First appearing in South Florida in the 1960s, iguanas are notoriously not cold-tolerant. When they find themselves in rare colder temperatures in Florida—meaning below 40 degrees—the reptiles may “freeze” or become paralyzed by the change and fall from trees. The temporary paralysis has traditionally allowed private pet control companies to safely remove them.
But the change in temperature means that iguanas are able to stay active longer into the winter—unlike previous years, where cold fronts would force them into a hibernation-like state.
“This means more burrowing, climbing, and getting into man-made structures, including electrical subsystems, where they are big enough to cause power outages if they come in contact with the right elements,” Savage added.
The associate professor explained that one reason iguanas may be more successful at causing these power outages than other animals, like raccoons and birds, is by virtue of their large size and good climbing skills.

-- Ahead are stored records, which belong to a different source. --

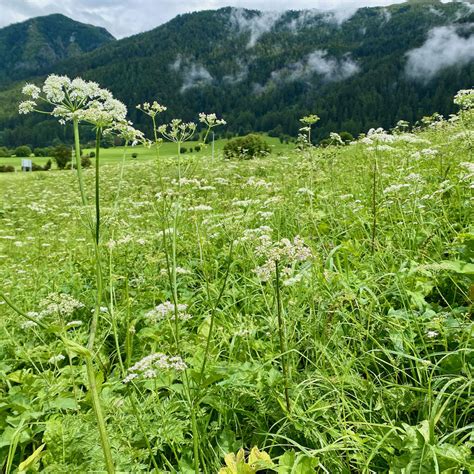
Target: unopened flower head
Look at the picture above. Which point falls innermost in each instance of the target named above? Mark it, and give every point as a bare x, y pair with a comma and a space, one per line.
177, 130
465, 99
150, 366
309, 119
211, 120
286, 252
59, 303
168, 310
152, 109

Kerr, the city spokesperson, told The Daily Beast that LWB Electrical Utility—the city’s own electrical service—has improved their power grids to be able to handle the weight of birds and sometimes even raccoons. But the sheer size of green iguanas allows them to make a connection with two parts of the electrical system—which is likely what has been causing the string of power outages. (Oftentimes, an iguana that finds itself caught in a power grid will die from electrocution.)

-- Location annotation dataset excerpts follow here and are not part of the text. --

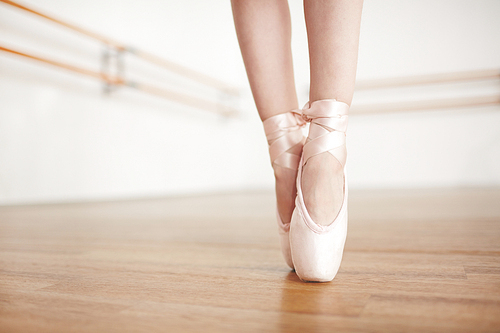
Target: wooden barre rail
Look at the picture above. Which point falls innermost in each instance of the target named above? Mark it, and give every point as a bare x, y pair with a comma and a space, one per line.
422, 105
114, 80
484, 74
179, 69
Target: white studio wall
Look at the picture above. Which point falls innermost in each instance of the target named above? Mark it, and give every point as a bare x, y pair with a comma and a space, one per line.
61, 139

“It’s so frustrating—and honestly, these iguanas are a nightmare,” Kerr told The Daily Beast. “We are doing everything in our power to correct the problem. We’re not just ignoring it—but it is such an extremely Florida problem to have.”

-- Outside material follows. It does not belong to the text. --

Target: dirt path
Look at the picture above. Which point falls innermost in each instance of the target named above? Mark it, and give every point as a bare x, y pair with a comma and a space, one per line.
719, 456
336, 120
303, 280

The city may be making efforts to mitigate the iguana problem, but it is also urging residents not to take matters into their own hands and kill them on their property (even if it is technically legal in Florida). Kerr asked for residents to instead call private professionals.
“Normally this time of year, we would be giving residents a warning that iguanas are falling because they are frozen,” the city spokesperson added. “But this year, we are dealing with an iguana power outage problem and urging residents not to try to handle the problem themselves.”
The problem in Lake Worth Beach may seem like a quirky manifestation of the larger array of threats posed by climate change in Florida, which were singled out by the United Nations in its report on climate disaster earlier this year. Sea levels are rising by an average of roughly one inch every three years, and more frequent tidal flooding is a bonafide menace.
But as further climate disruption looms, even those theoretically standing to profit from the iguana problem in locales like Lake Worth Beach are calling for a more robust, public solution.
“We need to focus city funds and programs on removing iguanas—and not just let it fall on private companies to remove them,” Harold Antonio Rondan, an iguana trapper, told The Daily Beast. “We need to wage war on the iguanas, you know?”